Agora estamos super inspirados para criar e as pessoas estão sem poder de compra. Até o criativo é prejudicado por que as vezes ao invés de eu criar uma peça nova eu faço algo que já deu certo. Mesmo fazendo peças sob medida, não cobro preços muito altos nas minhas roupas. Mas quando faço um bazar ou algo assim é quando as pessoas se sentem confortáveis para vir, as pessoas estão se segurando!
Mas até mesmo a gente faz isso, né? Na minha vida pessoal, na minha empresa: é o necessário, somente o necessário! Não acredito que o país esteja mal, nós estamos trabalhando, produzindo, continuando com tudo, acredita que seja devido ao sério problema político.

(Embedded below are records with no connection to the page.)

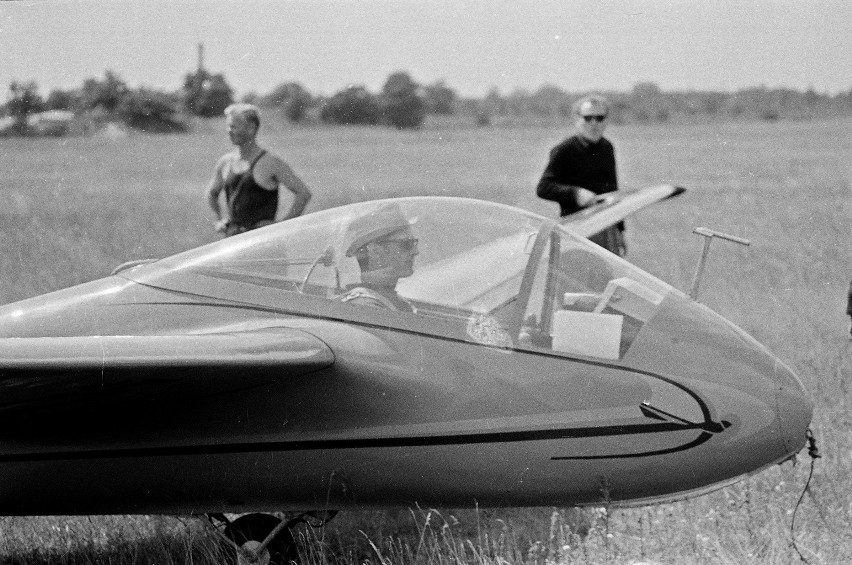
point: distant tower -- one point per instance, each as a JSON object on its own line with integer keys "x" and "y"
{"x": 200, "y": 58}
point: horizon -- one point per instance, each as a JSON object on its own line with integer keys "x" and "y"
{"x": 473, "y": 46}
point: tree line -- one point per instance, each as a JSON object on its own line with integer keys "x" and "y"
{"x": 402, "y": 103}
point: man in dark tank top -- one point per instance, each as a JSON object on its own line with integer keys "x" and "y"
{"x": 250, "y": 178}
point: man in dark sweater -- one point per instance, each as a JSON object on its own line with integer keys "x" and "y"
{"x": 582, "y": 167}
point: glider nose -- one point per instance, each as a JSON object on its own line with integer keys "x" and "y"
{"x": 795, "y": 408}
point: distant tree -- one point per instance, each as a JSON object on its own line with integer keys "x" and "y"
{"x": 353, "y": 105}
{"x": 440, "y": 99}
{"x": 23, "y": 100}
{"x": 403, "y": 106}
{"x": 106, "y": 94}
{"x": 291, "y": 98}
{"x": 205, "y": 94}
{"x": 251, "y": 98}
{"x": 62, "y": 100}
{"x": 151, "y": 111}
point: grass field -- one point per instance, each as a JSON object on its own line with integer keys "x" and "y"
{"x": 74, "y": 208}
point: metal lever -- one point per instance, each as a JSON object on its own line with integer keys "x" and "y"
{"x": 708, "y": 235}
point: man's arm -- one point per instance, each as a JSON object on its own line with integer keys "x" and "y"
{"x": 285, "y": 176}
{"x": 214, "y": 189}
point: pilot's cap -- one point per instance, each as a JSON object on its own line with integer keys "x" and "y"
{"x": 375, "y": 224}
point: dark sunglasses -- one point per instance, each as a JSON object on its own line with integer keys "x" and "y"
{"x": 407, "y": 244}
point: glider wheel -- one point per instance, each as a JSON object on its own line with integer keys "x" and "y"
{"x": 249, "y": 531}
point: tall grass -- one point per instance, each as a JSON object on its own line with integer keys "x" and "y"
{"x": 72, "y": 209}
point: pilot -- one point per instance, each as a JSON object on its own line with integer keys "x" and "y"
{"x": 385, "y": 247}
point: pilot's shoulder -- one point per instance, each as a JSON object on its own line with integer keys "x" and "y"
{"x": 363, "y": 296}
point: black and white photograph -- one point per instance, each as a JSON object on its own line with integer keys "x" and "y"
{"x": 425, "y": 282}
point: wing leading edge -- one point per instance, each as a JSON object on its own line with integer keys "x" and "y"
{"x": 613, "y": 207}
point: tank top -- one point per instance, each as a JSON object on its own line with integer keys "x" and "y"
{"x": 248, "y": 202}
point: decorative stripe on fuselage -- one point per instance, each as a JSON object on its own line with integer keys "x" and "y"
{"x": 706, "y": 430}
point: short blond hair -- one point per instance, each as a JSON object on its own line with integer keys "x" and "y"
{"x": 248, "y": 111}
{"x": 591, "y": 100}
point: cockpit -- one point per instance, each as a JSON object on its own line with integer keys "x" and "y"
{"x": 481, "y": 272}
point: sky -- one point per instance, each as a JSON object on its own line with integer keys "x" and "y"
{"x": 473, "y": 46}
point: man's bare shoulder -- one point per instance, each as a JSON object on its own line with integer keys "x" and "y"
{"x": 272, "y": 162}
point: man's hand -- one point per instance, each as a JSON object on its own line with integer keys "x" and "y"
{"x": 585, "y": 197}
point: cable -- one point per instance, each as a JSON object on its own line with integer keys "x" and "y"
{"x": 814, "y": 453}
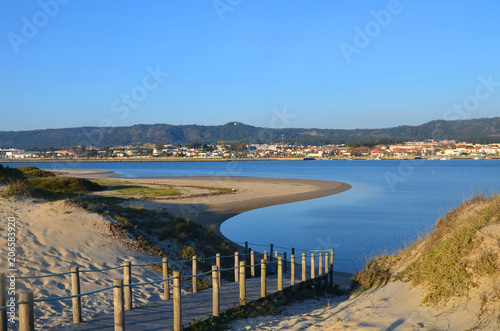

O Brasil para os novos talentos

O Brasil tem muita capacidade criativa mas não tem objetivo nenhum. Apostar no outro não é do perfil brasileiro. Ensinar, passar informação, abrir espaço…é difícil para esses meninos novos. A indústria deveria ter laboratórios para eles saírem da faculdade e continuarem criando. Existem muitas faculdades de moda, mas até que ponto elas realmente preparam os alunos?
São formados vários estilistas mas nenhuma costureira.
Existe muito deslumbramento em ser estilista. É difícil trabalhar com uma marca, desenvolver ela. A imprensa também não valoriza a criação nacional. Acho que é o país que mais tem capacidade criativa, mas falta espaço.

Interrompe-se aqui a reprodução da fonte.